I clutch her hand across the table to steady her. “Would you like coffee? This feels like a conversation that requires coffee.”
Her face pinches in confusion until I reach my other hand out to my counter and pop a K-Cup in the Keurig without missing a beat. The joys of tiny living.
Her laugh is a warm breeze. “Yes, actually. I’ve been up since yesterday. Coffee sounds really good.”
I hand Rachel the full mug and replace it under the coffeemaker with another while she tells me about growing up with Sam. How they were each other’s closest confidants. How their parents were always anxious about their children’s insatiable wanderlust. She tells the kind of stories you’d share at the funeral of someone very old, where guests are capable of celebrating a loved one’s long, full life, rather than dwelling on the unfairness of a shortened existence in a numb stupor. It’s as lovely for me as it is cathartic for her.
“They loved us, but they didn’t get us. I knew I was never going to please them, so I figured why not drop out of college and become a flight attendant—travel the world as much as I could. Sam couldn’t disappoint them like that. He didn’t move out with me, even though we talked about it all the time. He lived in their condo and tried to be both people, but he just felt so guilty that he didn’t crave the settled life they wanted for him. That’s why I wanted you to go along with it, so he’d get to be both people. I didn’t realize it would feel like I was the only one mourning the real Sam.
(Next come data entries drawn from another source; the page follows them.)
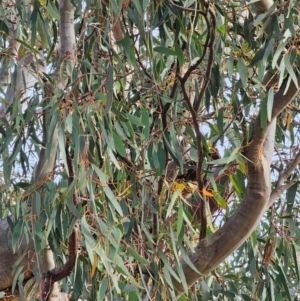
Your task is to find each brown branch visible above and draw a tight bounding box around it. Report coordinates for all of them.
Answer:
[177,74,207,240]
[194,4,217,112]
[41,223,80,301]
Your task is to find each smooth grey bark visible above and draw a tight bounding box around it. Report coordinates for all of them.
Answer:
[31,0,76,301]
[168,0,300,296]
[0,0,76,301]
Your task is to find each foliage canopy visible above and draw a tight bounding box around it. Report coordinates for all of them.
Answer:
[0,0,300,301]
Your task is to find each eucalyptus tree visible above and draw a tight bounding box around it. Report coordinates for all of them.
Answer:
[0,0,300,301]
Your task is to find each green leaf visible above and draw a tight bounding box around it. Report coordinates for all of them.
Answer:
[153,46,176,56]
[127,246,150,265]
[267,87,274,122]
[237,58,248,89]
[47,1,60,20]
[103,185,123,216]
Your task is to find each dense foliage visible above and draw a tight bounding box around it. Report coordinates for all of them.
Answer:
[0,0,300,301]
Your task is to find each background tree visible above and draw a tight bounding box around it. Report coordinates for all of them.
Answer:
[0,0,300,301]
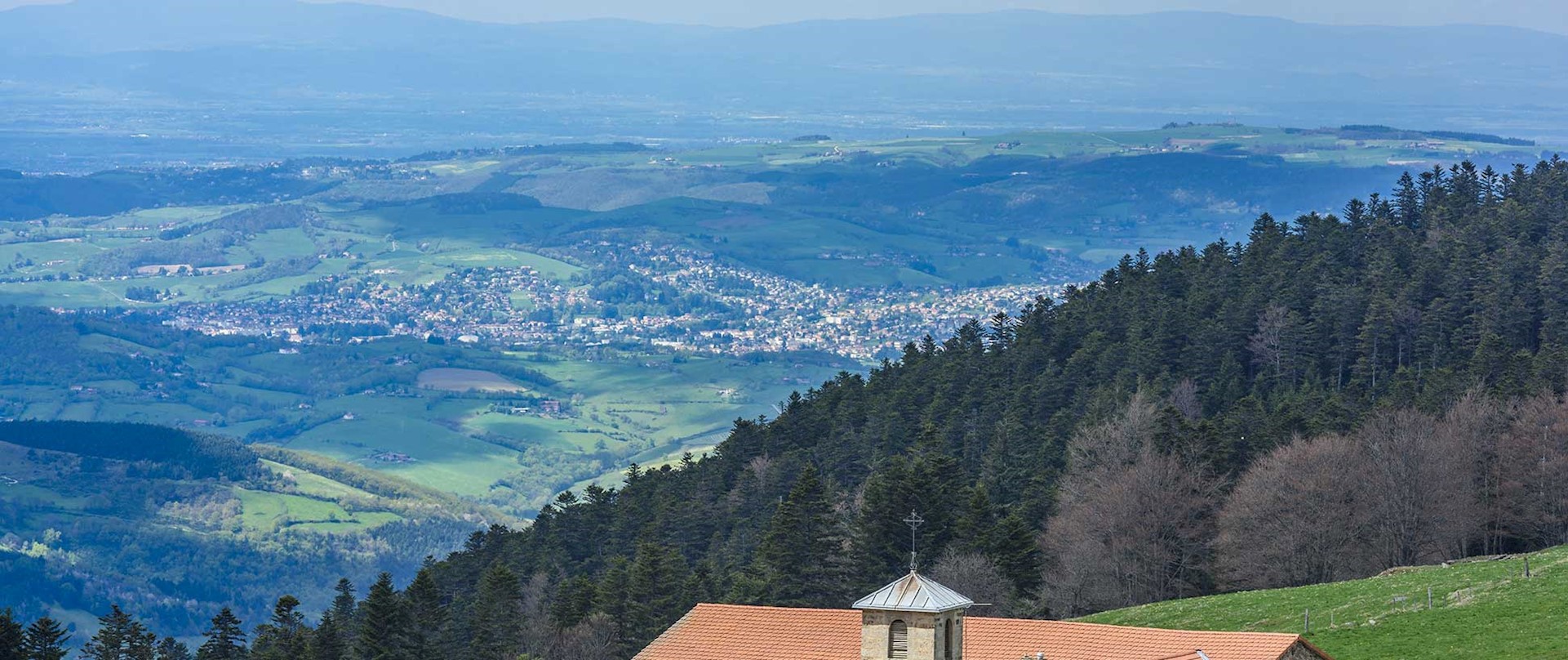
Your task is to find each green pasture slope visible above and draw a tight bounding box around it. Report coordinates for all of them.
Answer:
[1083,546,1568,660]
They were so fixated on the guy he wanted them to see and not the amazing person he actually was.”
“That must’ve been really lonely. I’m sorry I bolted as soon as it all came out.”
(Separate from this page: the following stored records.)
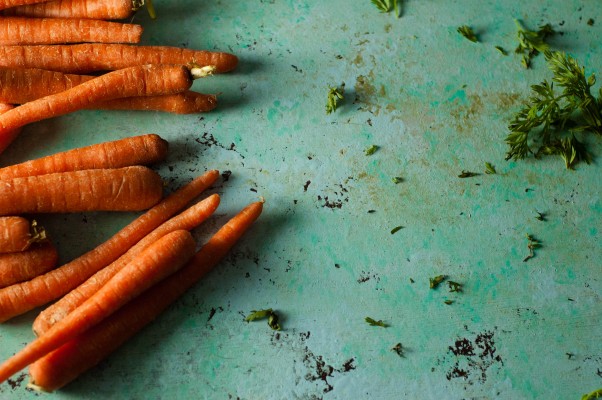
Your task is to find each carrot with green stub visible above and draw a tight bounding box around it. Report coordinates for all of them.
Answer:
[33,194,219,336]
[0,43,238,74]
[0,134,169,181]
[0,215,47,253]
[0,166,163,215]
[0,68,217,114]
[0,240,58,288]
[0,17,142,46]
[0,170,219,322]
[0,64,211,151]
[4,0,153,20]
[0,230,195,382]
[28,202,263,392]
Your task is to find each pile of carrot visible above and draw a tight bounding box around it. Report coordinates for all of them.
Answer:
[0,134,263,391]
[0,0,238,152]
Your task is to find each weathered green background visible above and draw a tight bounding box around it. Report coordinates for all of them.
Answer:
[0,0,602,399]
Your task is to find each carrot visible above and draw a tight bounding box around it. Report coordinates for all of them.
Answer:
[0,241,58,288]
[4,0,138,20]
[0,216,46,252]
[33,194,219,336]
[0,170,219,322]
[0,134,168,181]
[0,68,217,114]
[0,43,238,74]
[0,17,142,46]
[28,202,263,391]
[0,166,163,215]
[0,231,195,382]
[0,64,192,152]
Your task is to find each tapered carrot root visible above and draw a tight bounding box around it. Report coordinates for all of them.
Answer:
[0,64,192,151]
[0,231,195,382]
[29,202,263,392]
[0,68,217,114]
[0,17,142,46]
[0,166,163,215]
[33,194,219,336]
[0,134,168,181]
[4,0,135,20]
[0,170,219,322]
[0,242,58,288]
[0,43,238,74]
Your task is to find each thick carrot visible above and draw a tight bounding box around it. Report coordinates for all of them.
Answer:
[0,216,46,252]
[0,43,238,74]
[29,202,263,392]
[0,17,142,46]
[0,166,163,215]
[33,194,219,336]
[0,231,195,382]
[0,241,58,288]
[4,0,136,20]
[0,68,217,114]
[0,64,192,152]
[0,170,219,322]
[0,134,168,181]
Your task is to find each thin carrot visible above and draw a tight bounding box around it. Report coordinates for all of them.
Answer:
[0,216,46,252]
[28,198,263,392]
[0,64,192,152]
[0,68,217,114]
[4,0,140,20]
[0,241,58,288]
[0,166,163,215]
[0,43,238,74]
[0,17,142,46]
[0,134,168,181]
[0,170,219,322]
[33,194,219,336]
[0,231,195,382]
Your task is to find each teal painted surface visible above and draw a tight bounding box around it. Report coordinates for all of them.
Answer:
[0,0,602,399]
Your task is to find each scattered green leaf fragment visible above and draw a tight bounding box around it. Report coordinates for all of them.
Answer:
[364,144,378,156]
[457,25,479,43]
[429,275,446,289]
[365,317,388,328]
[447,281,462,292]
[391,343,405,358]
[514,19,556,68]
[581,388,602,400]
[391,225,403,235]
[485,162,497,175]
[245,308,281,331]
[505,51,602,169]
[523,234,541,262]
[495,46,508,56]
[458,170,479,178]
[326,83,345,114]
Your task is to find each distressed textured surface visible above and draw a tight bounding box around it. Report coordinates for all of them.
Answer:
[0,0,602,399]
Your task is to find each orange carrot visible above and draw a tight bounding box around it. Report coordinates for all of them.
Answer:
[29,202,263,392]
[0,17,142,46]
[0,231,195,382]
[0,170,219,322]
[4,0,137,20]
[33,194,219,336]
[0,68,217,114]
[0,63,192,151]
[0,166,163,215]
[0,216,46,252]
[0,241,58,288]
[0,134,168,181]
[0,43,238,74]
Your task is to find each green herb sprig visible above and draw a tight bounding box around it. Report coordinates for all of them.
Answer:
[505,51,602,169]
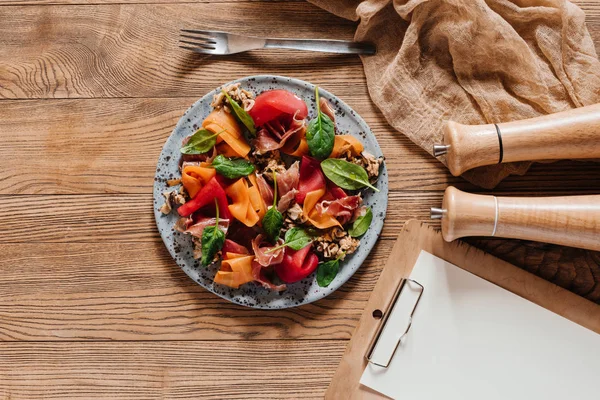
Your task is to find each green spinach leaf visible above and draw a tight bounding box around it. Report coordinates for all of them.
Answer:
[200,199,225,267]
[285,227,313,250]
[348,207,373,237]
[317,259,340,287]
[263,172,283,242]
[212,154,254,179]
[321,158,379,192]
[265,227,313,253]
[181,129,224,154]
[306,86,335,160]
[221,90,256,137]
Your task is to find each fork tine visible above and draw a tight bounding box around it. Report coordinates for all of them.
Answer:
[181,29,225,36]
[179,39,217,50]
[179,35,217,44]
[179,46,213,54]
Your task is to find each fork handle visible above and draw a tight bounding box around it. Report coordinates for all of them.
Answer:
[265,39,376,54]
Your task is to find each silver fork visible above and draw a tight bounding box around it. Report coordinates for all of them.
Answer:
[179,29,376,55]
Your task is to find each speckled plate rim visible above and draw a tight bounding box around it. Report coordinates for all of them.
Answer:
[153,75,388,309]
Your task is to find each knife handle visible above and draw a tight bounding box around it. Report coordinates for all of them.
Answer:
[432,186,600,250]
[436,104,600,176]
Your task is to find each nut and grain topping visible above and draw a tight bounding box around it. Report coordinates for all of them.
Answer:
[346,151,384,181]
[160,190,185,214]
[287,203,306,224]
[250,149,285,169]
[315,227,360,260]
[210,82,254,113]
[262,158,287,177]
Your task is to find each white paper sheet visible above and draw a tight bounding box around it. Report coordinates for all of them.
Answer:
[360,251,600,400]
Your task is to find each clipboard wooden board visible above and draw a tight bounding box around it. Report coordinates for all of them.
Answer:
[325,220,600,399]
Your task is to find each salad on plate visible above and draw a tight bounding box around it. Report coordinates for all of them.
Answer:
[160,82,383,291]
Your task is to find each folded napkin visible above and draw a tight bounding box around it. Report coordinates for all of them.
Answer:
[309,0,600,188]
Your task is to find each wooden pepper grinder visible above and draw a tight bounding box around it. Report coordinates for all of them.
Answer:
[431,186,600,251]
[433,104,600,176]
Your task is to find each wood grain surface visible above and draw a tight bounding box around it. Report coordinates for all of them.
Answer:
[0,0,600,400]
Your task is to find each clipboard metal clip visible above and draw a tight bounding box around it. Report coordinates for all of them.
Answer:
[365,278,425,368]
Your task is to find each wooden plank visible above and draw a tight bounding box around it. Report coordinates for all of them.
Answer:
[0,2,600,99]
[0,2,356,99]
[0,98,600,194]
[0,219,600,341]
[0,190,600,243]
[0,240,393,340]
[0,0,306,7]
[0,192,441,243]
[0,340,347,400]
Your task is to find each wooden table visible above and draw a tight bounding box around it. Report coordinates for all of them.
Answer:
[0,0,600,399]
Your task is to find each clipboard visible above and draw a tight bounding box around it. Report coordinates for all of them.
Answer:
[325,220,600,399]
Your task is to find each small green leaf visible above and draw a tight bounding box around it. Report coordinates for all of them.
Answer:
[265,227,313,253]
[181,129,224,154]
[200,199,225,267]
[212,154,254,179]
[221,90,256,137]
[285,227,313,250]
[348,207,373,237]
[263,207,283,242]
[306,86,335,160]
[321,158,379,192]
[317,259,340,287]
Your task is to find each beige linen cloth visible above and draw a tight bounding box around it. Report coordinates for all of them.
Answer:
[309,0,600,188]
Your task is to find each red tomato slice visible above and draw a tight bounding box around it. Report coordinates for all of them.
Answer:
[248,89,308,126]
[275,244,319,283]
[296,156,325,204]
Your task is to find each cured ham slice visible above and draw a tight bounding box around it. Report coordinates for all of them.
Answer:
[253,113,306,154]
[277,189,298,213]
[277,161,300,213]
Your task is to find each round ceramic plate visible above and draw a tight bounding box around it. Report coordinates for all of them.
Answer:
[154,75,388,309]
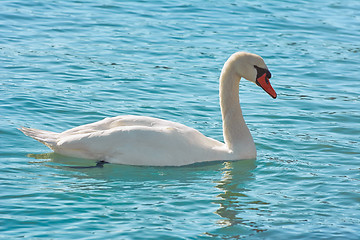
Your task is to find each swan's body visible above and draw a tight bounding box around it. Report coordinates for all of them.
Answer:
[20,52,276,166]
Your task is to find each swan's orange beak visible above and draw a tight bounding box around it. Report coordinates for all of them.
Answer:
[256,73,277,98]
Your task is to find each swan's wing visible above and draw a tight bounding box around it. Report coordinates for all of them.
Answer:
[60,115,192,138]
[57,123,224,166]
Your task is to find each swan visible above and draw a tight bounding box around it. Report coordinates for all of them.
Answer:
[19,52,277,166]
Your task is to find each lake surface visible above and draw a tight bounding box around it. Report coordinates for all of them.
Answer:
[0,0,360,239]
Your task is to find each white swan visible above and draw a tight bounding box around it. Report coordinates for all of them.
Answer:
[20,52,276,166]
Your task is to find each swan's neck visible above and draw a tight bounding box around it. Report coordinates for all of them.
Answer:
[220,61,256,157]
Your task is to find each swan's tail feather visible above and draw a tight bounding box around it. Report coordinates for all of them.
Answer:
[18,127,59,150]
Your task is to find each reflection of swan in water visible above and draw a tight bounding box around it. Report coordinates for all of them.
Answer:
[214,160,268,237]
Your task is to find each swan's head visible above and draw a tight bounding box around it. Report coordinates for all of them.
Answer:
[233,52,277,98]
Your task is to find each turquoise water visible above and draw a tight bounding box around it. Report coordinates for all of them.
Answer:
[0,0,360,239]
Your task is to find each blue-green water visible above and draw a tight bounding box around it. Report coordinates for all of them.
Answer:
[0,0,360,239]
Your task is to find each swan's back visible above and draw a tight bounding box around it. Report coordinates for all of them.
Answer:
[22,115,226,166]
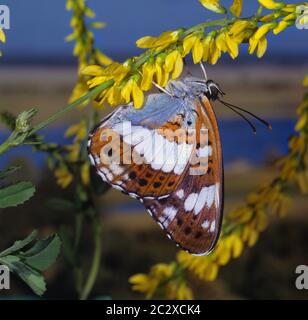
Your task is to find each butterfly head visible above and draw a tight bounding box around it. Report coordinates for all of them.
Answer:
[204,80,224,101]
[176,77,224,101]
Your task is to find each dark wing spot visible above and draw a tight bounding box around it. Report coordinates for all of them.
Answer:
[168,181,174,187]
[195,231,202,239]
[153,182,161,188]
[128,171,137,179]
[139,179,148,187]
“No, that part was actually really great. Everyone left, and we were finally able to have a real conversation. It was…nice—healing, even. We’ve been seeing a family counselor over Zoom and working through it all together. I’m not sure we would’ve gotten there without all of this nonsense.”
A sad laugh tumbles from my throat. “I’m glad my mess accomplished something.”
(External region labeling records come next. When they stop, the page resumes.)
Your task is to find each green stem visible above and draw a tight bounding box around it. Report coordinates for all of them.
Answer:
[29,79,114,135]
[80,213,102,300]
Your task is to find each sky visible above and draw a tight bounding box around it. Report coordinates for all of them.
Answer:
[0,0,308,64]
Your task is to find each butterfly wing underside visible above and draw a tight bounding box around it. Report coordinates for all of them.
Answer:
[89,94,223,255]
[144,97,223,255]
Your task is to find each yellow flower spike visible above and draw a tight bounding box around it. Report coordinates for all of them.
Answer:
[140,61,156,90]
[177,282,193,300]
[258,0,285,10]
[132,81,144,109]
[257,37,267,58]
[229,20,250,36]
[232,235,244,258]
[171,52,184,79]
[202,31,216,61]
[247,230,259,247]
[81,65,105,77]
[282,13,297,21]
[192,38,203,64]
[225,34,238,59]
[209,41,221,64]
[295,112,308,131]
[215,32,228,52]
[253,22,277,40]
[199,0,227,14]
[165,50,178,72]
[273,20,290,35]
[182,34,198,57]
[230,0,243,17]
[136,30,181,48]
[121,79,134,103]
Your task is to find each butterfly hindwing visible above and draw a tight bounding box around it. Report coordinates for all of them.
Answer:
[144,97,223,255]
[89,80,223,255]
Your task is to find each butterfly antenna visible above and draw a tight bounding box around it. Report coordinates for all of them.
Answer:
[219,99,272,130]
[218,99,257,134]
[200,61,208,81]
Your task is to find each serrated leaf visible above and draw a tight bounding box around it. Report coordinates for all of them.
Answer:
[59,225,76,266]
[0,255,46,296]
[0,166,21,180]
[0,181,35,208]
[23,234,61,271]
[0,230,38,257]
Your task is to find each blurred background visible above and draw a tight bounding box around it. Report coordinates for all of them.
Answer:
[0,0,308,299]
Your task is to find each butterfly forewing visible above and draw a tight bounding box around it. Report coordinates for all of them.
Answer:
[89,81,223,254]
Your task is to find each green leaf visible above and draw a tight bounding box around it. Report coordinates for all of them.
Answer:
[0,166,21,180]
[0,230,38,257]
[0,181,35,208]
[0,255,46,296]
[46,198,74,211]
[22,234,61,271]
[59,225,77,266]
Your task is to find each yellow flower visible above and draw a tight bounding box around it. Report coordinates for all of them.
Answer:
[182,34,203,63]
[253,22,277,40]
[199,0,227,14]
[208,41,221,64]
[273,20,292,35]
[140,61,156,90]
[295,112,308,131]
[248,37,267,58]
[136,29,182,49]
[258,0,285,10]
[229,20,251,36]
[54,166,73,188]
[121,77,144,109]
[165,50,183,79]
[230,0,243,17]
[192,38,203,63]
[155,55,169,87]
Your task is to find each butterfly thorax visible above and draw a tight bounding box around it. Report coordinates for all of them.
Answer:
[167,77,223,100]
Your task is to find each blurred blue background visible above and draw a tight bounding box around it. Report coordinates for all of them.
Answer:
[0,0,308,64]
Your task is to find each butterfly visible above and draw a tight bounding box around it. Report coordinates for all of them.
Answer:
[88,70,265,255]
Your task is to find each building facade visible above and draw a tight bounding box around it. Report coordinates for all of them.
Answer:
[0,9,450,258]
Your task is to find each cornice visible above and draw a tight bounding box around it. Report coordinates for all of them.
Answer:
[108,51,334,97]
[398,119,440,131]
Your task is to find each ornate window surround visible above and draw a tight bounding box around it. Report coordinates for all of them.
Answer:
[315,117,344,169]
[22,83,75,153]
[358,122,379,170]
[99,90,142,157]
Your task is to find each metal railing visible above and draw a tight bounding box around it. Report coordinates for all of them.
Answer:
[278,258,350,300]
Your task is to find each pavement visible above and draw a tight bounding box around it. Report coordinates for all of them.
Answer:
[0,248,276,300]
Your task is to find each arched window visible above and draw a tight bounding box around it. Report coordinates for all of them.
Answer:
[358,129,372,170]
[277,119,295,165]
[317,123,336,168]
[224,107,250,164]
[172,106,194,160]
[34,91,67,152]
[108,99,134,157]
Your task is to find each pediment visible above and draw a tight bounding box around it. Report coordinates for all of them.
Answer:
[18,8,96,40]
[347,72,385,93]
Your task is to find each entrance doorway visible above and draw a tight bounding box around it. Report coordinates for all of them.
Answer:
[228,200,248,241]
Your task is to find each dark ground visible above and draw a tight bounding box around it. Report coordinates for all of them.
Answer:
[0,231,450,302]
“They know I asked you to do it. They don’t blame you.”
I press my forehead into my hand and feel my energy drain into the floor. “I’m not sure it was all so selfless. Sam dumped me because he realized I wasn’t the person I wanted him to think I was. Through all of this, a part of me got to pretend a little longer. Now I’m just me again. And that might not be so bad, but ‘me’ is…sad, I think.”
She lifts her mug, a small smile teasing the edges of her lips. “Welcome to the Sad and Lonely Club. Thrilled to have you.”
I take a restorative sip and—against all odds—feel a little happy to be just me. “Thrilled to be here.”